Response to Letter Regarding Article, “Effect of Celecoxib on Cardiovascular Events and Blood Pressure in Two Trials for the Prevention of Colorectal Adenomas”
We thank Dr Cen for his thoughtful comments about our work.1,2 He suggests combining covariates from the Adenoma Prevention With Celecoxib (APC) and Prevention of Colorectal Sporadic Adenomatous Polyps (PreSAP) trials into a single Cox model and using the resulting hazard ratio to estimate the overall effect of celecoxib on cardiovascular end points. This approach treats the variable trial (APC or PreSAP) as 1 ingredient in a stew. We believe in maintaining the integrity of the ingredients as long as possible to allow the flavor of each trial to retain its unique contribution. Using Cox models, we first tested whether the risk factors would mediate the effect of celecoxib on cardiovascular events. We reported several such analyses in this study1 (Table 4 of our original article) and in a preliminary analysis.2 Having shown that cardiovascular risk factors did not importantly mediate the effect of celecoxib on cardiovascular outcomes, we included only the stratifying variable, low-dose aspirin use, in our models. The lack of interaction between risk factors and the effects of celecoxib would lead one to predict that including the risk factors would not importantly influence the combined hazard ratio. In fact, for the end point of cardiovascular death, myocardial infarction, stroke, or congestive heart failure, tossing all the covariates into a single Cox-model pot yields a hazard ratio of 1.95, which becomes 1.94 if we limit the covariates to study and aspirin.

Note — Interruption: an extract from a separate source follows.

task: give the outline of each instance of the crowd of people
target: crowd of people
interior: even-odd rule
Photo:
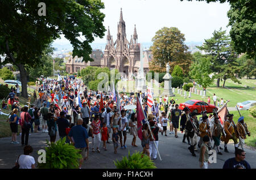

The more fundamental question is how best to combine the trials. As Cen rightly points out, Table 1 shows large differences in risk factors between the 2 trials. These observed differences are unlikely to reflect the only distinctions between the 2 populations. Hence, our analytic approach relies strongly on randomization, which controls for both measured and unmeasured variables. To maintain balance in unmeasured variables in each trial, we compare participants assigned to placebo treatment with those assigned to celecoxib. Cen’s proposed approach, which fails to preserve the studies’ structure, implicitly assumes that the only differences between the studies are those seen in the measured variables. Our method—estimating the effect within each trial and then combining those estimates by the inverses of their variances—yields a hazard ratio of 1.85, reported in Table 3 as 1.9. The degree of uncertainty inherent in the small number of end points and the different dose regimens leaves open the question of whether dose regimen influences the effect of celecoxib on cardiovascular outcomes, a question that further analyses of the data from these 2 trials cannot answer.
Drs Bertagnolli, Zauber, Levin, and Arber have received research grant support from Pfizer Inc, and Drs Levin and Arber have consulted for Pfizer. Drs Eagle and Lechuga are employees of Pfizer Inc. Drs Solomon, Finn, Pfeffer, McMurray, Wittes, and Hawk and R. Fowler report no conflicts relative to this article.
Solomon SD, Pfeffer MA, McMurray JJV, Fowler R, Finn P, Levin B, Eagle C, Hawk E, Lechuga M, Zauber AG, Bertagnolli MM, Arber N, Wittes J; APC and PreSAP Trial Investigators. Effect of celecoxib on cardiovascular events and blood pressure in two trials for the prevention of colorectal adenomas. Circulation. 2006; 114: 1028–1035.
Solomon SD, McMurray JJ, Pfeffer MA, Wittes J, Fowler R, Finn P, Anderson WF, Zauber A, Hawk E, Bertagnolli MM; Adenoma Prevention with Celecoxib (APC) Study Investigators. Cardiovascular risk associated with celecoxib in a clinical trial for colorectal adenoma prevention. N Engl J Med. 2005; 352: 1071–1080.